Providing essential treatment access

Interventional radiologists may place tubes or catheters in places other than blood vessels to allow infusion care in various areas or systems of the body.  These nonvascular placements, which often take advantage of ultrasound or other forms of imaging guidance, include:

Radiologists are an essential part of the care team any time that imaging guidance is needed to place access into the body. 

feeding tubes.  The specialists implant these tubes by making an incision through the skin and into the stomach or intestine.  These tubes are gastrostomy (stomach access) tubes, gastrojejunostomy tubes (stomach and intestines access), or jejunostomy tubes (intestine access).  The tubes are placed under x-ray guidance and secured in place with an external port. Nutrition may be infused directly into the digestive system via these tubes, in a process called enteral feeding.

chemotherapy tubes.  Patients can sometimes benefit from having chemotherapy infused directly into the spaces within their body.  Most commonly in such cases, specialists will infuse chemotherapy drugs into the pelvis to treat cancer (most often ovarian cancer) that has metastasized into the spaces between the organs.  Interventionalists can use image guidance to carefully places tubes, in a tunneled position under the skin, for this intraperitioneal chemotherapy, which is delivered by an cancer specialist.
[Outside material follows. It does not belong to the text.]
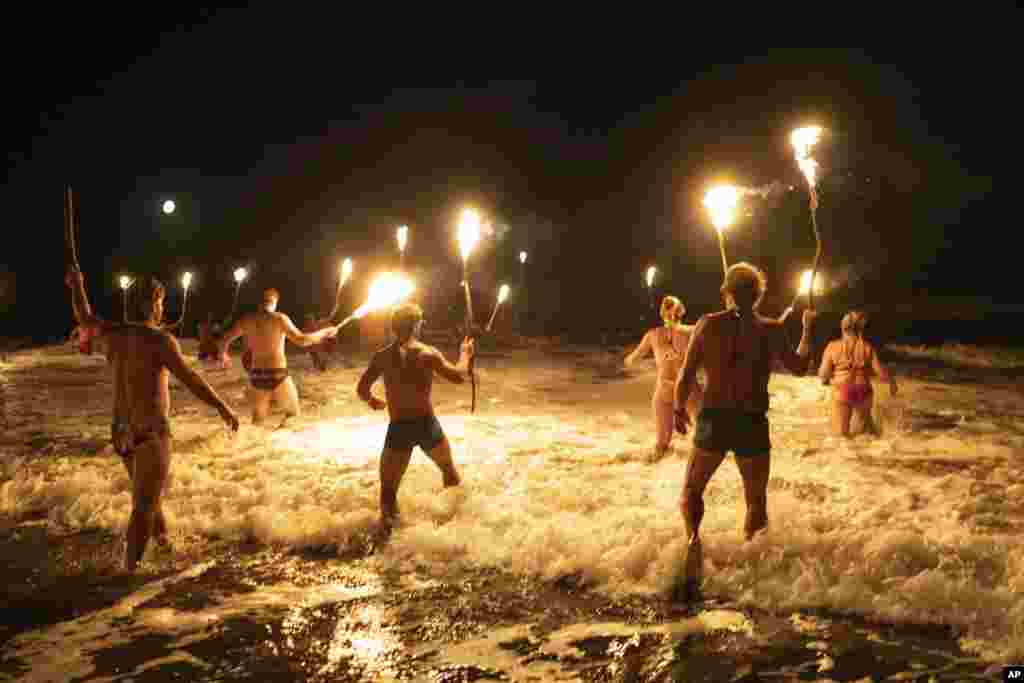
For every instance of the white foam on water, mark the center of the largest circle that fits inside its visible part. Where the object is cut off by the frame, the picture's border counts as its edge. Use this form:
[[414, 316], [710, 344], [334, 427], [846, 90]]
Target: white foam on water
[[912, 526]]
chemotherapy injection.  Interventionalists may also inject chemotherapy into areas of the body through needles via a skin puncture.  Most often this is for purposes of placing chemotherapy drugs into the cerebrospinal fluid, which immediately surrounds the spine and brain (in the intrathecal space) bathing and protecting the central nervous system.  Injecting intrathecal chemotherapy into the spinal canal, for a patients whose cancer had invaded the central nervous system, means that the needle must puncture the lumbar area, the space in between the bones of the lower back.   The cancer team may repeat these lumbar punctures to deliver intrathecal chemotherapy for a number of cycles, over a number of weeks or months.This kind of chemotherapy may also be delivered into the ventricle of the brain or using a special reservoir.